Suntech rose 44 cents, or 14 percent, to $3.57; Trina increased 61 cents, or 7.9 percent, to $8.38; and Yingli jumped 46 cents, or 12 percent, to $4.27 at 4:15 p.m. in New York Stock Exchange composite trading.
The quasi-judicial U.S. International Trade Commission unanimously agreed in December that domestic producers have been hurt by Chinese imports of solar panels that turn sunlight into electricity. The probe was then turned over to the Commerce Department to determine the punishment.
Opponents, such as the Washington-based Coalition for Affordable Solar Energy, say duties would increase prices and cost U.S. jobs.
Obama along with the EU and Japan on March 13 filed a complaint in the World Trade Organization over China’s export limits on rare earth minerals. Earlier this year, he signed an executive order creating a panel to probe unfair trade practices by nations including China, and the U.S. has urged the Asian nation to allow its undervalued currency to appreciate.

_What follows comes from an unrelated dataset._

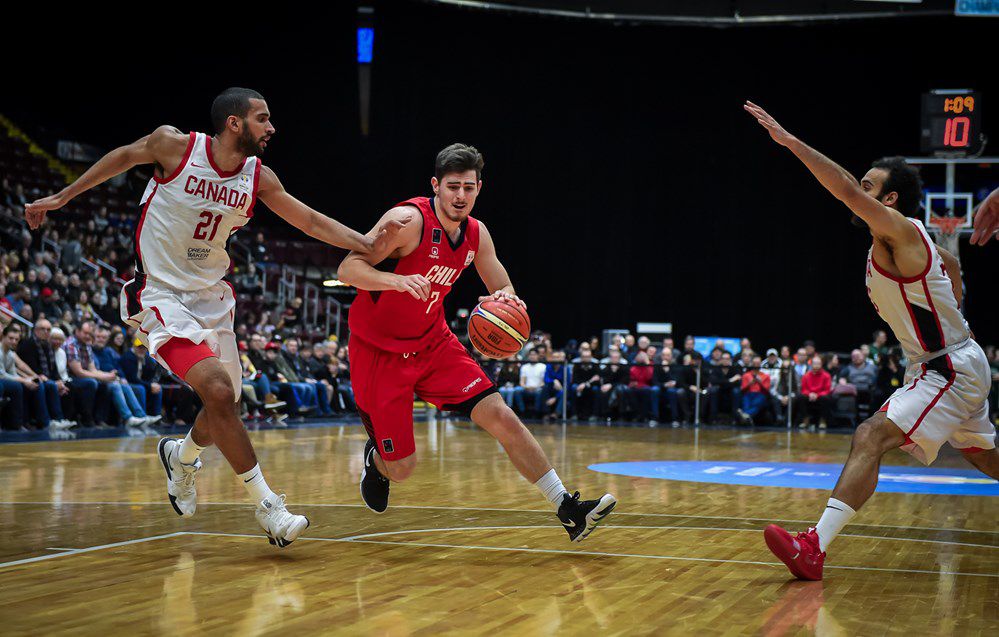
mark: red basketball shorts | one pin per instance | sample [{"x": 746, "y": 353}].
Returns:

The prices of solar modules, or panels, fell 50 percent last year, largely as a result of the cheap Chinese imports, Timothy Brightbill, an attorney for SolarWorld said before the decision.
The solar companies claim the Chinese companies are selling products at a loss in an effort to drive out U.S. competitors. The Commerce Department has put off a determination on that allegation until May 17.
In its complaint, SolarWorld and the other domestic firms asked for 100 percent tariffs to counter the alleged dumping. They didn’t specify a remedy for the countervailing duties accusation.
The Chinese government uses cash grants, raw-materials discounts, preferential loans, tax incentives and currency manipulation to boost exports of solar cells, according to SolarWorld’s Oct. 19 complaint to the trade commission and the Commerce Department.
Representatives of Chinese companies told the commission Nov. 8 that tariffs sought by U.S. competitors would make it more difficult to expand the use of renewable energy. China and the U.S. are among nations encouraging use of alternative energy sources, driving costs down across the board, so it would be unfair to penalize China, they told the panel.
China responded to the initial probe by saying it would begin its own investigation into American state support for renewable energy. China’s Ministry of Commerce will consider the stimulus programs of the states of Washington, Massachusetts, Ohio and California, and two others in New Jersey, it said Nov. 25.
Attorneys for Suntech and Trina, two of the biggest China-based makers of crystalline silicon panels, told the trade commission Nov. 8 that added tariffs would increase the cost of solar panels, which would then be passed on to the consumer.
In a related complaint, the Commerce Department this year may impose penalties after U.S. firms said the Chinese imports are being sold for under market value, or dumped.